Project: "Sartre's Stupidity"
This talk is part of my book project Wishing to Conclude: Stupidity, Philosophy, and the French Novel, which I expect to complete by next summer. In this manuscript I consider how stupidity becomes a legitimate philosophical problem in French philosophy from the mid 20th century onward, a tendency that continues to this day. I suggest, furthermore, that the philosophical thinking of stupidity in France in fact depends significantly on an engagement with French literature, particularly the 18th- and the 19thcentury novel. By juxtaposing the works of philosophers and novelists, I propose an understanding of stupidity that becomes indissociable from discourses on reason and rationality that start taking shape during the Enlightenment.

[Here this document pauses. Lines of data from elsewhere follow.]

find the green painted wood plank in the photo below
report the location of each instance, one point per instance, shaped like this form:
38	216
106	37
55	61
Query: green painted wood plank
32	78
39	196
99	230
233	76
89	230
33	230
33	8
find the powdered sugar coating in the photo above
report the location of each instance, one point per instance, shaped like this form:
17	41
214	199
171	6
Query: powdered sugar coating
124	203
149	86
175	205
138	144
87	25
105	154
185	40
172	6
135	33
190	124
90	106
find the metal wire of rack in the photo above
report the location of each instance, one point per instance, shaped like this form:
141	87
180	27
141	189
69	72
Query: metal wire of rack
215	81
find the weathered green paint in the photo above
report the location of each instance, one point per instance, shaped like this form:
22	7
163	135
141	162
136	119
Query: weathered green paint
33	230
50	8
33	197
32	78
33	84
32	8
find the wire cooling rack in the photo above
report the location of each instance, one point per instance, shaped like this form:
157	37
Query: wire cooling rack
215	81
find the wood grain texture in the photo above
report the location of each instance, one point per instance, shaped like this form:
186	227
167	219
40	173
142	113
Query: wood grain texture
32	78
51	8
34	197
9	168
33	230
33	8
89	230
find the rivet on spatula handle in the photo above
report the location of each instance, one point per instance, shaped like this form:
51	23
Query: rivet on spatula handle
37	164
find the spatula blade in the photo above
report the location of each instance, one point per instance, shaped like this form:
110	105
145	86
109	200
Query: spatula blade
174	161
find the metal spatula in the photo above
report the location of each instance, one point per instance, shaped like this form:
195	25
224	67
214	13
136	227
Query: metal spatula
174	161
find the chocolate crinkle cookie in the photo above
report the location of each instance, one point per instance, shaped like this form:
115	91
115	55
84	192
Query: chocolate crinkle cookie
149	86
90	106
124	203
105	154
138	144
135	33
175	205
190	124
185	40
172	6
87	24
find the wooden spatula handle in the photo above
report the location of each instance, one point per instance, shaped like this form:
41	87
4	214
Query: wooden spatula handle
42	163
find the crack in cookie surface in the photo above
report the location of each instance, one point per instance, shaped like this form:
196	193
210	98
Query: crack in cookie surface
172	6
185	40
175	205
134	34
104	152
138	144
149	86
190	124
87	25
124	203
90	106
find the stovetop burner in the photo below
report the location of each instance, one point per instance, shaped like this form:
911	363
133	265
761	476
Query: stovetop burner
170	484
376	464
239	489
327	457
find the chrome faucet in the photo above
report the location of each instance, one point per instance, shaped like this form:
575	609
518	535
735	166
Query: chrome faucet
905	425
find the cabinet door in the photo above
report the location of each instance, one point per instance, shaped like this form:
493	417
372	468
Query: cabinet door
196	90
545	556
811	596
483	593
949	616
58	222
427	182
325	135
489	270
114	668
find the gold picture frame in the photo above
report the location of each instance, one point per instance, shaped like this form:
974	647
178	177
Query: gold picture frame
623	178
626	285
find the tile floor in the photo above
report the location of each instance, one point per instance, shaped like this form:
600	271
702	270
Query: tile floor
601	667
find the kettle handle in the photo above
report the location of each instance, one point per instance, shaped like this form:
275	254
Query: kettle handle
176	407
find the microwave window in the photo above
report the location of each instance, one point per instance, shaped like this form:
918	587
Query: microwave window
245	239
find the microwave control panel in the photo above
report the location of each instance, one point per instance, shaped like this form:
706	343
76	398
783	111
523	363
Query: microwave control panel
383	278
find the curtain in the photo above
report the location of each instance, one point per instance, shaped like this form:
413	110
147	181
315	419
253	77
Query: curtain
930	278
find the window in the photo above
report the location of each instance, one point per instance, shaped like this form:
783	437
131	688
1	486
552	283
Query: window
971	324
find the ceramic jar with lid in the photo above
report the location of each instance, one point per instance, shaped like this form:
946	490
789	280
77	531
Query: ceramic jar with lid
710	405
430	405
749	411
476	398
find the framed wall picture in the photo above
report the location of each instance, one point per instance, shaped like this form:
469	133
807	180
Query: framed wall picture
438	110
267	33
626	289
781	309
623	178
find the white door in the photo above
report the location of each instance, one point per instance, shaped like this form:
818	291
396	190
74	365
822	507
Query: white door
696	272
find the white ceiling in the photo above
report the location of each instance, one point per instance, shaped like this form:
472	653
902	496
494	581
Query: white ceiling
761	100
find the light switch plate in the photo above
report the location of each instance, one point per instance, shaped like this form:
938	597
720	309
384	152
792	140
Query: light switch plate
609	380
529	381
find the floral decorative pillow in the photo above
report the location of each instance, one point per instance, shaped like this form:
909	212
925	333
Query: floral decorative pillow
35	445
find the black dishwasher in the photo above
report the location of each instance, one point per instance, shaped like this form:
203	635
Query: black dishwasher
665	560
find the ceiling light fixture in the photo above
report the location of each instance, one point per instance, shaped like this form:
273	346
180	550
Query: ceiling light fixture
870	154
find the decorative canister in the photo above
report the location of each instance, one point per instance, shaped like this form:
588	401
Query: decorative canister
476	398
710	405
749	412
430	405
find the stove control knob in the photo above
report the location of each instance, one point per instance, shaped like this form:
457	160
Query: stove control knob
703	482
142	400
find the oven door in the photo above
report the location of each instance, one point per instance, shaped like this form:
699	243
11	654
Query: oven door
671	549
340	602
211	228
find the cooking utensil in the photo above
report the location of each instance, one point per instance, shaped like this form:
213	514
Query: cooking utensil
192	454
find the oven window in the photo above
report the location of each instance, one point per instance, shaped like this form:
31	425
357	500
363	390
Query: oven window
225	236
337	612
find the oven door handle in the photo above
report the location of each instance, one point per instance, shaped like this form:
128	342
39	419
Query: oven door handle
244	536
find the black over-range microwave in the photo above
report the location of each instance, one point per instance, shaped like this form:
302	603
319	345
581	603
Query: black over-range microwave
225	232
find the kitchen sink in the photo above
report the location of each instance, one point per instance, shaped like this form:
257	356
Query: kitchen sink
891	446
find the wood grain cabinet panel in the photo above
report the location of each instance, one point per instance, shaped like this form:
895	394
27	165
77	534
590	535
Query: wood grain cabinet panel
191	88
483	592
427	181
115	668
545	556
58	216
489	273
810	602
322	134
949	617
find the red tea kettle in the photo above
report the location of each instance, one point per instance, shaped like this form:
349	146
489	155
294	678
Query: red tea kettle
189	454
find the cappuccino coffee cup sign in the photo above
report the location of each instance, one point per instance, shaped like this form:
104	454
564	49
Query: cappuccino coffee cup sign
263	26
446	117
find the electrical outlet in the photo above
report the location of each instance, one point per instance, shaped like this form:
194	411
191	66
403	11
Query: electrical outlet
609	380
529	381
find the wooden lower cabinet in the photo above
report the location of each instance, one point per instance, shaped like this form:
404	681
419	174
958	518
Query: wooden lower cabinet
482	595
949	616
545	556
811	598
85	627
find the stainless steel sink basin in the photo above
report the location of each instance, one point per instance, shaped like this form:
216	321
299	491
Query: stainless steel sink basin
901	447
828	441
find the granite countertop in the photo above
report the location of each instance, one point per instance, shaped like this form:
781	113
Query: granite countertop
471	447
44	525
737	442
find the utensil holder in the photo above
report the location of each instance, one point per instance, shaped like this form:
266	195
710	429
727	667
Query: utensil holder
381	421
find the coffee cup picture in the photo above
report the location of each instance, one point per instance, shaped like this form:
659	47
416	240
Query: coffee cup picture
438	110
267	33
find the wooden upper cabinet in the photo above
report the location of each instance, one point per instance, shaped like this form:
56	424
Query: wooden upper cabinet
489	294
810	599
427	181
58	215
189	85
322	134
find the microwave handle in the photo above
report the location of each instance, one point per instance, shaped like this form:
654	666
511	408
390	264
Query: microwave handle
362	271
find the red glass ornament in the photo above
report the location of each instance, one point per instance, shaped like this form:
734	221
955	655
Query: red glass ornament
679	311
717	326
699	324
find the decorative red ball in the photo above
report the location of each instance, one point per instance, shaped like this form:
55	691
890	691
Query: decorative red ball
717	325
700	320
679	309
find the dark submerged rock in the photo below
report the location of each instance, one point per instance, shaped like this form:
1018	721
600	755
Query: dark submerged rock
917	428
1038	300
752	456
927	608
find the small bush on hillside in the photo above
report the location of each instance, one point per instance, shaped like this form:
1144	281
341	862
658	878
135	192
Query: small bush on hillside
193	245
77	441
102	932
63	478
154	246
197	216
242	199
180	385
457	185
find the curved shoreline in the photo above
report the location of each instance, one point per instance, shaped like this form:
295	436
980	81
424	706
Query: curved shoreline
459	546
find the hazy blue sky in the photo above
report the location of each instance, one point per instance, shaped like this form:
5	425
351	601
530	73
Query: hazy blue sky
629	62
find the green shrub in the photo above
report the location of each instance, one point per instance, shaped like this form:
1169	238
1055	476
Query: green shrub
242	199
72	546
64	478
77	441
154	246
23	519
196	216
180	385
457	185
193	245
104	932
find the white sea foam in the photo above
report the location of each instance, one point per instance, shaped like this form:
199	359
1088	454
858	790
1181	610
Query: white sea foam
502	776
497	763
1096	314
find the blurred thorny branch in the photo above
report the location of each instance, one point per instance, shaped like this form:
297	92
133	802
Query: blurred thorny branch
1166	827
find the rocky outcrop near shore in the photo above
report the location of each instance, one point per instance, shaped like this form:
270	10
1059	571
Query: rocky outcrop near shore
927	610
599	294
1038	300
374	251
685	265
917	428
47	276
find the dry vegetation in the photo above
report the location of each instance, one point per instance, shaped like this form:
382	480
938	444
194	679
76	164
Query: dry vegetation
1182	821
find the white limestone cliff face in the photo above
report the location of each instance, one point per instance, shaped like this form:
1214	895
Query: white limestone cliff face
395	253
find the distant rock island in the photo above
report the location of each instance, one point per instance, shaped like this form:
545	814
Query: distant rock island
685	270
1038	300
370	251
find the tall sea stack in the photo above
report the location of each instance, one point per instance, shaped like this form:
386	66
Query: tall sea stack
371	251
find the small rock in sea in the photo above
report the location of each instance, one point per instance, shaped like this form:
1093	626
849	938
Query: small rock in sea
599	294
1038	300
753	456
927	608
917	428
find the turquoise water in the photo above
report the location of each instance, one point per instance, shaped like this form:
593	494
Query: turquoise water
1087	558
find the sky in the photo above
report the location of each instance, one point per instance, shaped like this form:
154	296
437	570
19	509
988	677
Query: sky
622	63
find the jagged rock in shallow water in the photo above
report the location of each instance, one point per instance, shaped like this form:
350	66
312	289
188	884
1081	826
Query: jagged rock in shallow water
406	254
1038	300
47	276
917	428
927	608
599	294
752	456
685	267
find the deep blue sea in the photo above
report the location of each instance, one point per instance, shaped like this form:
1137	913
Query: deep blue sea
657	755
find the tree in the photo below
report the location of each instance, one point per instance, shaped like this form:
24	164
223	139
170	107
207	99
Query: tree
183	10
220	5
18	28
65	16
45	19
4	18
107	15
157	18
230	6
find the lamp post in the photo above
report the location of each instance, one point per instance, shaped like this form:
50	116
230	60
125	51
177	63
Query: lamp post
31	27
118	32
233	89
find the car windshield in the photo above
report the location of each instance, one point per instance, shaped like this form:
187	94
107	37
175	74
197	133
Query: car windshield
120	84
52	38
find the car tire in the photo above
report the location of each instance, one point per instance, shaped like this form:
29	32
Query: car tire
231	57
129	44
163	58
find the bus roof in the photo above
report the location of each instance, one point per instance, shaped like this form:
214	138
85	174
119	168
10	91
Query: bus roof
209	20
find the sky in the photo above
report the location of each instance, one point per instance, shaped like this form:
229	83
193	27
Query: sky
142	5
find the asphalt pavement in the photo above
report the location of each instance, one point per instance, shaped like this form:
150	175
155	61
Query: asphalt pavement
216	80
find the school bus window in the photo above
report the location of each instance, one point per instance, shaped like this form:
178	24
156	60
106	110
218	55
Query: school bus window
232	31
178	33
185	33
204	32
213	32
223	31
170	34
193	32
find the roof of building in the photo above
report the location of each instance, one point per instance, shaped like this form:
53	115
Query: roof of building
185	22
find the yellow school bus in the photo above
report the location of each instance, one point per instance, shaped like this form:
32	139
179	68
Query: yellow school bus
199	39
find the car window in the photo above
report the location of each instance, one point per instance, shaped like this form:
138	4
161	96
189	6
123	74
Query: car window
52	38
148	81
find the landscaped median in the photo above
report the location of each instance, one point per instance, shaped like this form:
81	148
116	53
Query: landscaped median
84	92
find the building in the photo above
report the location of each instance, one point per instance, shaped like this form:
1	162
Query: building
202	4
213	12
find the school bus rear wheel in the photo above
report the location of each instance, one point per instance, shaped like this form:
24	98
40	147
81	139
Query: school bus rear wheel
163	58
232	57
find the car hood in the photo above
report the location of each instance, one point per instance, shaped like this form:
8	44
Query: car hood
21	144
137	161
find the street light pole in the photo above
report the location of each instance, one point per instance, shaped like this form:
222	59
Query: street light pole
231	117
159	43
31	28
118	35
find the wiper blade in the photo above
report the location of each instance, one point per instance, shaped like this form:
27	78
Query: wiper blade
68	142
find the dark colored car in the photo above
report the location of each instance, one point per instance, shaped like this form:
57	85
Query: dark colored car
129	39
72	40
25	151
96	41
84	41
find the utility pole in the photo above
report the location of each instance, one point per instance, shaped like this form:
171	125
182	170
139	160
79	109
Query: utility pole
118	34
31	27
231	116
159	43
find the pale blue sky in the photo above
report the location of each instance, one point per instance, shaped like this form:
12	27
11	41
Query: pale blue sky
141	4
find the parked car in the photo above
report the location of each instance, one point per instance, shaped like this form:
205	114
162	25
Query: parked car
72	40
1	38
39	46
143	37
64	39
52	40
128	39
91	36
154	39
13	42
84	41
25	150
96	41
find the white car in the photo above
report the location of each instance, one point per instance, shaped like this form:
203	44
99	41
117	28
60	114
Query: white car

Dr. Ben Poole (Department of History)
Ben Poole is a specialist in the history of twentieth-century Europe as well as global history and popular culture. His current research explores how food helps construct national identities in the global age. His dissertation, “French Taste: Food and National identity in Post-colonial France,” examines how transnational political and social relations have shaped the meaning of “French food” in contemporary popular culture and mass media both in and outside of France. Dr. Poole also brings a global approach and an interest popular culture to his teaching, which includes courses on modern Europe, social and cultural history, and the history of racism and nationalism.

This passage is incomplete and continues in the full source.